Abstract

For library developers, understanding how their Application Programming Interfaces (APIs) are used in the field can be invaluable. Knowing how clients are using their APIs allows for data-driven decisions on prioritising bug reports, feature requests, and testing activities. For example, the priority of a bug report concerning an API can be partly determined by how widely that API is used.

In this paper, we present an empirical study in which we analyse API usage across 21 popular open-source C libraries, such as OpenSSL and SQLite, with a combined total of 3,061 C/C++ clients. We compare API usage by clients with how well library test suites exercise the APIs to offer actionable insights for library developers.

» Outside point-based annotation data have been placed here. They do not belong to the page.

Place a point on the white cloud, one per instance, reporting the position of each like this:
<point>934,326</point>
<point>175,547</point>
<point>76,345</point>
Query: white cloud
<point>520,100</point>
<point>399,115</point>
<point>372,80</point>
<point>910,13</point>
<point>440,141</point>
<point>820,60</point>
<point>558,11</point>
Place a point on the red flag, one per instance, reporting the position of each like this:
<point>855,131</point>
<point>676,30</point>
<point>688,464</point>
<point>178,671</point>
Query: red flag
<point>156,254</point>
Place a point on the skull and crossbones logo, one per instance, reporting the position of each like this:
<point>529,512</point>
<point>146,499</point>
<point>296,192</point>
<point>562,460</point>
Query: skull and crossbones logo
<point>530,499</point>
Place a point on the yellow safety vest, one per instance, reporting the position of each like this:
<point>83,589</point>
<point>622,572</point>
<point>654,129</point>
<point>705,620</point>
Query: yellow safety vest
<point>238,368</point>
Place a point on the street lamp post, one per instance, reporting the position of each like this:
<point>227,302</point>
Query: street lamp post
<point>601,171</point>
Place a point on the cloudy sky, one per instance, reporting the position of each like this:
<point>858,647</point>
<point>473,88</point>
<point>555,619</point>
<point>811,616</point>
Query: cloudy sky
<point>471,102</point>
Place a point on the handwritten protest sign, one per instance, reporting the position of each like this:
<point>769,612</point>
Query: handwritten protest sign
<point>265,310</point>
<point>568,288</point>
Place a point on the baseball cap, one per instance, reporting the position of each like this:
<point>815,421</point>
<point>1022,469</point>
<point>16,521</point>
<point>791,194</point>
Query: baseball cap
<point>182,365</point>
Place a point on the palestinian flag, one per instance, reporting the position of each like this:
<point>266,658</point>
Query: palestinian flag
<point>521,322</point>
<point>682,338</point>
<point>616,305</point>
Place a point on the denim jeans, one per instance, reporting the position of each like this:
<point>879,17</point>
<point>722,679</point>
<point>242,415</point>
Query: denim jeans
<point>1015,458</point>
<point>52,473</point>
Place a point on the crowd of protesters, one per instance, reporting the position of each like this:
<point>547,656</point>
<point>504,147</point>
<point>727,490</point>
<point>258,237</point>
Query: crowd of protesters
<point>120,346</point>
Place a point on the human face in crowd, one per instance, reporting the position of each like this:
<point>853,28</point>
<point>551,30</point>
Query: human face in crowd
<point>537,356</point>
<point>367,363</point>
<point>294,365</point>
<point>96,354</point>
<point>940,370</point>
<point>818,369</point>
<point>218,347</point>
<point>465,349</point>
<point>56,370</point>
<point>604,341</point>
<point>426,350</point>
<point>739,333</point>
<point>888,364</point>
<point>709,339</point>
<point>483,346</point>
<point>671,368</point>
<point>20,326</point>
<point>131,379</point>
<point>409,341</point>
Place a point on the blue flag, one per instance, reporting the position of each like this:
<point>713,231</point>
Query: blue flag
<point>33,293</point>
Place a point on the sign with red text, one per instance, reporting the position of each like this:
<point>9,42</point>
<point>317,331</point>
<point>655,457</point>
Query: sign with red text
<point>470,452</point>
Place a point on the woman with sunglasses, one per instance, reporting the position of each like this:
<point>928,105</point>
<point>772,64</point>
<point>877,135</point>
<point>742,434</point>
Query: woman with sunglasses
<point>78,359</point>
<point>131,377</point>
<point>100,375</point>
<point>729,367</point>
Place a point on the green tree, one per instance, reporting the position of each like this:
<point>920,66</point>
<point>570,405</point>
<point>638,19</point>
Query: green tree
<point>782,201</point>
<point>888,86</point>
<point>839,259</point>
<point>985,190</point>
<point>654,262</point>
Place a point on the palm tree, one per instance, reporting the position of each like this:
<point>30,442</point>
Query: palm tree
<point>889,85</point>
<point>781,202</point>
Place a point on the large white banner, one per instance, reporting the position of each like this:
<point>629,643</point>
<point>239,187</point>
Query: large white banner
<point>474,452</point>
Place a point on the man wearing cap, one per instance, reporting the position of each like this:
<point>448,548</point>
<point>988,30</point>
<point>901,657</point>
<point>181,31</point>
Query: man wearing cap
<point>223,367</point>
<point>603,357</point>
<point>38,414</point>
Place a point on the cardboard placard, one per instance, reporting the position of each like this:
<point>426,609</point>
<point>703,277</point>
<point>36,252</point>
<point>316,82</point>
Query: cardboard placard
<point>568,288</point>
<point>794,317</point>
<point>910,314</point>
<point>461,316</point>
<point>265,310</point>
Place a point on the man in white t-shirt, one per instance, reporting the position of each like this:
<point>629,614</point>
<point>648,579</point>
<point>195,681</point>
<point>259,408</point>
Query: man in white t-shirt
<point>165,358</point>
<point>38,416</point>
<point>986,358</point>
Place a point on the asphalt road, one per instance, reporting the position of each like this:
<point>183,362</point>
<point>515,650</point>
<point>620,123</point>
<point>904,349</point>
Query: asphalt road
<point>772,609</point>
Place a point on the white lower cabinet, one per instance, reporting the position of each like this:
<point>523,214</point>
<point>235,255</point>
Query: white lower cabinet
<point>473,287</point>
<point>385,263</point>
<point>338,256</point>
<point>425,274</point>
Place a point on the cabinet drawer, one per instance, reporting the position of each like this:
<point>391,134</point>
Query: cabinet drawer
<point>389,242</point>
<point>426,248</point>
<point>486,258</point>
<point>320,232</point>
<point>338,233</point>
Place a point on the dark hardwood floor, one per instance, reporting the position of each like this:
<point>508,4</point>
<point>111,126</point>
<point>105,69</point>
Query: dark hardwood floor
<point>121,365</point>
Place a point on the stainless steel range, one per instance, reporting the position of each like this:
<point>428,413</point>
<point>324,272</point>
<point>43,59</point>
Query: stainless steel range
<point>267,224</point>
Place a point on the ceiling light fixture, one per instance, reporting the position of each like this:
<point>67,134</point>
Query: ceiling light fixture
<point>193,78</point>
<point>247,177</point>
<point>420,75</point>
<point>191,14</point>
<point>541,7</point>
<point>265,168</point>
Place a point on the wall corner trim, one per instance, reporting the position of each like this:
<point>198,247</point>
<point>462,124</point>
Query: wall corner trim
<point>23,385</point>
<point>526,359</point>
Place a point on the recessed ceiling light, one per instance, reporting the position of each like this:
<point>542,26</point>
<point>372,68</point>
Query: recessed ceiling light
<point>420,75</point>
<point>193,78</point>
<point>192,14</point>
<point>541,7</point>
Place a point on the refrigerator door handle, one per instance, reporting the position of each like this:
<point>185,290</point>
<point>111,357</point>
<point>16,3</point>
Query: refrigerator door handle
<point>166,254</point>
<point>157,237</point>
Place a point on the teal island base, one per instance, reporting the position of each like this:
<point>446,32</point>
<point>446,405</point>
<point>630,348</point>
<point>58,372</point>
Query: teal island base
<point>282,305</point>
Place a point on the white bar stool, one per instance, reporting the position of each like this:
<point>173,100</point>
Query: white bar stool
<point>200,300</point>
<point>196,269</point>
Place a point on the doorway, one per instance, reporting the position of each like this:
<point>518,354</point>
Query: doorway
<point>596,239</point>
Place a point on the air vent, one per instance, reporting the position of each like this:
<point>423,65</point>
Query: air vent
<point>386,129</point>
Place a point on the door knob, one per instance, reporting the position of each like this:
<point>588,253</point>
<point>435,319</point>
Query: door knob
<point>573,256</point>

To our knowledge, this is the first study that compares API usage and API testing at scale for the C/C++ ecosystem. Our study shows that library developers do not prioritise their effort based on how clients use their API, with popular APIs often poorly tested. For example, in LMDB, a popular key-value store, 45% of the APIs are used by clients but not tested by the library test suite. We further show that client test suites can be leveraged to improve library testing e.g., improving coverage in LMDB by 14.7%—with the important advantage that those tests are representative of how the APIs are used in the field.

For our empirical study, we have developed LibProbe, a framework that can be used to analyse a large corpus of clients for a given library and produce various metrics useful to library developers.